Now suppose you find a way to measure the true frequency, (or you're happy enough with rdtsc). To get the frequencies of each core on each socket, you do that by playing with thread-affinities.

I'm not sure exactly how CPUz measures the correct frequency. But I think it actually goes all the way into BIOS and does it's own bus-speed x multiplier arithmetic. This requires having a database of all the processor systems. (which explains why CPUz needs to be constantly updated with new processors)

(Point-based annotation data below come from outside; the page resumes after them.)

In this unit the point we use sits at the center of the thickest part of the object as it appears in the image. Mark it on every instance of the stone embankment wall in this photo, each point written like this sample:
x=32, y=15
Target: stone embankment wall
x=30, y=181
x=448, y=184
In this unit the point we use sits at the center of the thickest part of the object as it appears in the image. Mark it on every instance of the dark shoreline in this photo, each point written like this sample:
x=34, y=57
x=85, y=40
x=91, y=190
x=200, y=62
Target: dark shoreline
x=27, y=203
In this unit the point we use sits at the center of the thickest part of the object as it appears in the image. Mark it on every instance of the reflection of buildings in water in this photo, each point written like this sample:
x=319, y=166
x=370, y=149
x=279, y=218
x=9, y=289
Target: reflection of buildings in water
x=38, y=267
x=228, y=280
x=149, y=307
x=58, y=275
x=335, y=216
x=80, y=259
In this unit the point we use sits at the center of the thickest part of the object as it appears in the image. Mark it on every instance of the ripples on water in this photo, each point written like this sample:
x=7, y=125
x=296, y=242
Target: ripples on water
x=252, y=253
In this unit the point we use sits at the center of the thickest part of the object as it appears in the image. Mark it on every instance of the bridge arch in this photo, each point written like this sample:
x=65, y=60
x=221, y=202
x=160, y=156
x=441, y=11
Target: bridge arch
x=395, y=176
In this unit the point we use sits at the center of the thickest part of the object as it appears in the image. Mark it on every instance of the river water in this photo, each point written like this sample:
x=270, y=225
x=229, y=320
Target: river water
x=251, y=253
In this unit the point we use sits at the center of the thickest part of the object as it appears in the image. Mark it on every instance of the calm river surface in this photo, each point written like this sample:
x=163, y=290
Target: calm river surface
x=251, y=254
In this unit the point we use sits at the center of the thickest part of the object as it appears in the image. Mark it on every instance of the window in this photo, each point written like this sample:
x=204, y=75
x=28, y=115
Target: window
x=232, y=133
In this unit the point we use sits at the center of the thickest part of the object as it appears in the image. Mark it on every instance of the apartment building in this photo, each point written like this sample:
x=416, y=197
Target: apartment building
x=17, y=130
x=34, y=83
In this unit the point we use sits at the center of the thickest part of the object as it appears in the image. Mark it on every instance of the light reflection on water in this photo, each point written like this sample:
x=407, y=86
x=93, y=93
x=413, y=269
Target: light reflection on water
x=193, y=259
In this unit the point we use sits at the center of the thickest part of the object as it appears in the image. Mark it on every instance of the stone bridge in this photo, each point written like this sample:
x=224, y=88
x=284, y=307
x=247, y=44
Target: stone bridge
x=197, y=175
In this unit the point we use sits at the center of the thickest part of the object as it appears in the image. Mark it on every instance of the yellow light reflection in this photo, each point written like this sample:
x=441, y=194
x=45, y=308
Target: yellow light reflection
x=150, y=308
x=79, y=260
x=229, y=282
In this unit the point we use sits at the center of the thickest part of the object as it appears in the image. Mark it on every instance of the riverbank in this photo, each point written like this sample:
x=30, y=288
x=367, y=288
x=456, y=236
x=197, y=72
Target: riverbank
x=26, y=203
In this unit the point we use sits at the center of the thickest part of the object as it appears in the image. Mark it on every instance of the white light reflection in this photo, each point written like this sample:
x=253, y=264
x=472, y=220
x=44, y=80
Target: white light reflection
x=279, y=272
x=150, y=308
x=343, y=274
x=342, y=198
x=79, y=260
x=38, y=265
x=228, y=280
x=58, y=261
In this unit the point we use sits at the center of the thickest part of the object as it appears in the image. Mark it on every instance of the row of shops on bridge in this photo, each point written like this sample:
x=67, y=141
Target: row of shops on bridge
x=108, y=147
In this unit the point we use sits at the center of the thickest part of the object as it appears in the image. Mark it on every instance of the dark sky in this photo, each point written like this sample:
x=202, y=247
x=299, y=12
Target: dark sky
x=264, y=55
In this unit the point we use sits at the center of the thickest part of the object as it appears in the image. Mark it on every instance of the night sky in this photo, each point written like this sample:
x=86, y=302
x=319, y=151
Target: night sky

All known methods to measure frequency require an accurate measurement of time:

This is perhaps the bigger problem. You need a timer to be able to measure the frequency. A capable hacker will be able to tamper with all the clocks that you can use in C/C++. This includes all of the following:

  • clock()
  • gettimeofday()
  • QueryPerformanceCounter()
  • etc...

The list goes on and on. In other words, you cannot trust any of the timers as a capable hacker will be able to spoof all of them. For example clock() and gettimeofday() can be fooled by changing the system clock directly within the OS. Fooling QueryPerformanceCounter() is harder. At the request of the XtremeSystems Forums admins, I will not reveal how to do this. They have taught me some of the most powerful overclocking cheats just so that I could develop and implement countermeasures into my y-cruncher Multi-threaded Pi Benchmark. But for the most part, I'm not entirely successful in implementing these countermeasures...

So to answer your question in the comments, yes I have implemented a decent anti-cheating system to prevent timer hacks. Although I don't try to get an accurate frequency measurement, the timer-protection is enough to make the benchmarks reasonably hard to cheat.

I obviously can't go into details, but part of it involves using multiple clocks and re-syncing them multiple times during a benchmark. If any of them get to far out-of-sync, then raise the cheat flag.

Overall, what I have is not perfect. I can hack it myself in about 5 min. (well, I know how it works). Furthermore, it occasionally gives false-positives... which is also bad.